Event Description
Time: May 5, 2022, Thursday, 02:00 PM Eastern Time (US and Canada)
Place: New Computer Science (NCS) Room 220, and Zoom
Zoom link: https://stonybrook.zoom.
Meeting ID: 959 4867 2934
Passcode: 082036
Title: Generative Adversarial Learning using Optimal Transport
Abstract:
Generative Adversarial Learning (GAL) aims to learn a target distribution in an adversarial manner. A Generative Adversarial Network (GAN) is a concrete implementation of GAL using a discriminator and a generator that play a min-max game. GANs have been used in many machine learning and computer vision applications. However, GANs are known to be hard to train, mainly because a min-max saddle point optimization problem needs to be solved in GAL. In this thesis, I investigate several methods to improve generative adversarial learning using Optimal Transport (OT).
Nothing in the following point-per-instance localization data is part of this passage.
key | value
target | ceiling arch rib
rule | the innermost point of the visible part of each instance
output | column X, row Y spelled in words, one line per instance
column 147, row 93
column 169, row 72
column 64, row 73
Previous Wasserstein GANs (WGANs) do not compute the correct Wasserstein distance to train the discriminator. To address this problem, I propose WGAN-TS that uses the L1 transport cost and computes the correct Wasserstein distance to train the discriminator. To ensure the local convergence of WGANs, I propose WGAN-QC that adopts the quadratic transport cost. I prove that WGAN-QC not only computes the correct Wasserstein distance but also converges to a local equilibrium point. To compute the Wasserstein distance over the whole dataset, I propose to use Semi-Discrete Optimal Transport (SDOT) to match noise points and the real images during GAN training. To measure the quality of an SDOT map, I use the Maximum Relative Error (MRE) and the L_1 distance between the target distribution and the transported distribution obtained by an OT map. I propose statistical methods to estimate the MRE and the L_1 distance. I propose an efficient Epoch Gradient Descent algorithm for SDOT (SDOT-EGD). To deal with the 2D special case of GAL, I propose to use OT to learn 2D distributions. In particular, I adopt OT to match persistent diagrams in training a topology-aware GAN and learn density maps in the crowd counting task. Finally, I use OT and the topological maps of the crowd to improve the crowd counting performance and propose a topology-based metric to measure the quality of the crowd density maps.